Sandra Bierman




Sandra Bierman credits her turbulent, sometimes difficult childhood as a rich experience that she continues to draw upon in her peaceful, spiritual paintings of women. For several years Bierman lived in a log cabin in Oklahoma with her part-Cherokee grandmother, who helped the young artist survive family moves, school changes and dyslexia. “She always had a hug for me,” Bierman says. “My grandmother was a big, soft, loving woman… my saving grace.”

Today, many of the emotions and figures in Bierman's paintings of big, soft, loving women come from her memories of that time with her grandmother. Her work is most often a reflection of her own personal experiences and reflections. The ideas “come spontaneously from my imagination,” she says.
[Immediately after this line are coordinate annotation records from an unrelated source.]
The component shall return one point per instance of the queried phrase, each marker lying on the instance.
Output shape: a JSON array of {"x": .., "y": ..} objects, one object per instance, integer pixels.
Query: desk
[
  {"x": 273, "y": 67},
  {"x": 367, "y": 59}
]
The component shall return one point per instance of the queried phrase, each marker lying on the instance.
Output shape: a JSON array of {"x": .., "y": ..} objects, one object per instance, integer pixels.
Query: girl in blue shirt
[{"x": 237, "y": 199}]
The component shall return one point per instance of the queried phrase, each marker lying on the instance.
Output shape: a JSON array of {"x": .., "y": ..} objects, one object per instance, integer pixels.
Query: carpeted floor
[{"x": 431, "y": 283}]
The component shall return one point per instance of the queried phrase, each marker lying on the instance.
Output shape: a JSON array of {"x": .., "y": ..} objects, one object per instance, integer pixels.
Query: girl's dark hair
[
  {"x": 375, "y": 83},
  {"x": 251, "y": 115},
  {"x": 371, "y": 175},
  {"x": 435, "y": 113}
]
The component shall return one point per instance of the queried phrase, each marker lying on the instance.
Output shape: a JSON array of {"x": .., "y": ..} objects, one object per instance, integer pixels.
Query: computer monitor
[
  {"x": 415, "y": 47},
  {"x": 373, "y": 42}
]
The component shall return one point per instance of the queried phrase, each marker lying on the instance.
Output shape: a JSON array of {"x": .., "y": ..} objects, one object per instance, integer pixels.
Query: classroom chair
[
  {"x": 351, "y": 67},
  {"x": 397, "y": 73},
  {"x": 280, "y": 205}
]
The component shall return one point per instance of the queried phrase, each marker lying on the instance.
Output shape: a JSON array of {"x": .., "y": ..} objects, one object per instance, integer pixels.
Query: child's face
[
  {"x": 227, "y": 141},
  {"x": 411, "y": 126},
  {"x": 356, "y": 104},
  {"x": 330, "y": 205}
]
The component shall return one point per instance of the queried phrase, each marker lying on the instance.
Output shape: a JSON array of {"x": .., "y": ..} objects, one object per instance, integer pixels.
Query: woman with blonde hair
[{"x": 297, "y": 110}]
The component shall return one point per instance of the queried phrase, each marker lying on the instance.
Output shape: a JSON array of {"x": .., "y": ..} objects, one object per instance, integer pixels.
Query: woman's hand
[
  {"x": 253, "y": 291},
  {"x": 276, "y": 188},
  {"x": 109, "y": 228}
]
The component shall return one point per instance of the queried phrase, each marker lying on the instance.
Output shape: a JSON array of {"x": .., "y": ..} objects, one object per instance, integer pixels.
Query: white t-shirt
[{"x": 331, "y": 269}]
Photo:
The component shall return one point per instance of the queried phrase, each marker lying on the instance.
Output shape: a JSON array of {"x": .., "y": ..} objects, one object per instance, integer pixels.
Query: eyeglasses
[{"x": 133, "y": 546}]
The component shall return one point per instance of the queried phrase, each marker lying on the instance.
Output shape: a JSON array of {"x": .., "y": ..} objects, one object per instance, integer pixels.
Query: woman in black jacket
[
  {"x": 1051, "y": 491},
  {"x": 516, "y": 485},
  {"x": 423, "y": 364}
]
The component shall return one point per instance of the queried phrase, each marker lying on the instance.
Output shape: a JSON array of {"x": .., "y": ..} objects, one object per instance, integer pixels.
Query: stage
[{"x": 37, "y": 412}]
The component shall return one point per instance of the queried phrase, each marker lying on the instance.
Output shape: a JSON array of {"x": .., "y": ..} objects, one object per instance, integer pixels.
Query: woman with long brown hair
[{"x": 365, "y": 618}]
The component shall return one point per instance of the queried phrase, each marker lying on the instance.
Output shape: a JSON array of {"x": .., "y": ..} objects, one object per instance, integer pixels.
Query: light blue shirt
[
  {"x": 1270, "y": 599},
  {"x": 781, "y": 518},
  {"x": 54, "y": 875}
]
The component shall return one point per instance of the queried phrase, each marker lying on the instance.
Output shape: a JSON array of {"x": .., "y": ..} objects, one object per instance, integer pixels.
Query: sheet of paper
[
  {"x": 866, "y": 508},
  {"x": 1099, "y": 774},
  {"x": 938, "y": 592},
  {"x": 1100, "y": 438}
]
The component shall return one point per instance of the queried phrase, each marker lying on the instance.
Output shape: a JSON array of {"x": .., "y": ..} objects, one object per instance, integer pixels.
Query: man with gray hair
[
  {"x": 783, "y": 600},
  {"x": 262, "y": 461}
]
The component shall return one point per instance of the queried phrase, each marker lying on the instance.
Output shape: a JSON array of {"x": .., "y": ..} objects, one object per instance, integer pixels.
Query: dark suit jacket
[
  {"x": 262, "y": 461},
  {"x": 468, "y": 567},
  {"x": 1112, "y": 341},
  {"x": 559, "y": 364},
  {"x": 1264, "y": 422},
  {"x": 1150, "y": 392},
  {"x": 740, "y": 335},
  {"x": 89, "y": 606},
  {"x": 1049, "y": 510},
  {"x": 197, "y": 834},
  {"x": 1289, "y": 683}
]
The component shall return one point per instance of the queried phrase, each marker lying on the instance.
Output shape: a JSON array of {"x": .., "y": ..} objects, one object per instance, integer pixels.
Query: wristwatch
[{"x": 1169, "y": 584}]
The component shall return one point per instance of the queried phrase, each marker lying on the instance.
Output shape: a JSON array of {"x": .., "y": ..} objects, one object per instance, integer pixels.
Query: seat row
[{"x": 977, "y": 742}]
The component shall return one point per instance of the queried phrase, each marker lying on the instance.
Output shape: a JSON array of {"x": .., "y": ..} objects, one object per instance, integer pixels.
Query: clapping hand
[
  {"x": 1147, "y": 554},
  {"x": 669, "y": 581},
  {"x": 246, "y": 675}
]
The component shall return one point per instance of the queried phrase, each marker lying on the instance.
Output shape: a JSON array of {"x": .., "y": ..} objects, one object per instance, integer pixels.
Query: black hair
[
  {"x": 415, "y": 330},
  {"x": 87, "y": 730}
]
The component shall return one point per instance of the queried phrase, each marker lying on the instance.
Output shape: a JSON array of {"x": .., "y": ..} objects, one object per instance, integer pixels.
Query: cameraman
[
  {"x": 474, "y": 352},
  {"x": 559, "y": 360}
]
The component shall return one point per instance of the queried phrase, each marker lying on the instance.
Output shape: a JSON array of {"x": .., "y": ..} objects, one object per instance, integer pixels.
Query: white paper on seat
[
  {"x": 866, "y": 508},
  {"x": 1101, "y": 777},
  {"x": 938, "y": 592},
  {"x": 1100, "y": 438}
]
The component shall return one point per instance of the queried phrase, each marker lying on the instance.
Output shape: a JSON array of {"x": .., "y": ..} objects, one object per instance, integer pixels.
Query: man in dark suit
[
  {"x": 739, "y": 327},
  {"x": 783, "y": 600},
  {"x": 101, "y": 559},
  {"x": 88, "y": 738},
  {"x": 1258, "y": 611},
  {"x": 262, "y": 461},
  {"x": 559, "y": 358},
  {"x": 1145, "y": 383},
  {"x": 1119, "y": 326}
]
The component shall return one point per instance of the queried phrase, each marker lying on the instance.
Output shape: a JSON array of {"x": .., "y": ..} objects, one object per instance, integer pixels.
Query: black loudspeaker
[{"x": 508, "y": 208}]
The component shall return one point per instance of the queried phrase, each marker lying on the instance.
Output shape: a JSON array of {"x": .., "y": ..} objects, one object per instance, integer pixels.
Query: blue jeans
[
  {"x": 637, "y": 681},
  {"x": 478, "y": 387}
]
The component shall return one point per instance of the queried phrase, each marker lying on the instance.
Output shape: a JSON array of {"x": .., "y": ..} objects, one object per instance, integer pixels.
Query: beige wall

Her imagination has been an active companion since childhood. Even in that log cabin, Bierman found success and self-nurturance in her art. She won her first scholarship, to a watercolor class, at age 12. Six years later, she was awarded a four-year scholarship to the Maryland Institute of Art, Then life and its financial pressures got in the way of a full-time art career, and she supported herself and her three children as a corporate telecommunications executive for Chase Manhattan Bank in New York. “I just dreamed of the day when I could get back to my art,” she recalls.

Bierman's dream came true when she remarried in 1983 and retired three years later. In 1988, she and her husband, Arthur, a retired physicist, bought a house in Boulder, Colorado. What they thought was a storage-shed behind their new home turned out to be an artist's studio, where today Bierman transforms large canvases (up to six feet) into earth-toned paintings of nurturing, earth-connected women of many cultures. While her style, subject matter and composition are consistent throughout her work, the techniques Bierman uses are constantly changing. “I enjoy varying the texture of the canvas by the way the paint is applied,” she says. The process of letting a piece unfold is as exhilarating for her as is the inner journey she experiences while painting. “I paint from my mind's eye. I follow my instincts to express things in my inner self and the richness of my life's experiences, but others connect with it too, which is the icing on the cake.”

The flowing, graceful lines and swooping curves of her paintings give her work a sculptural form, which may be prophetic. “I feel that there is a sculptor inside of me, so that may come out in the future. I feel like I'm just hanging onto the tail of a kite… I'll see where it takes me.”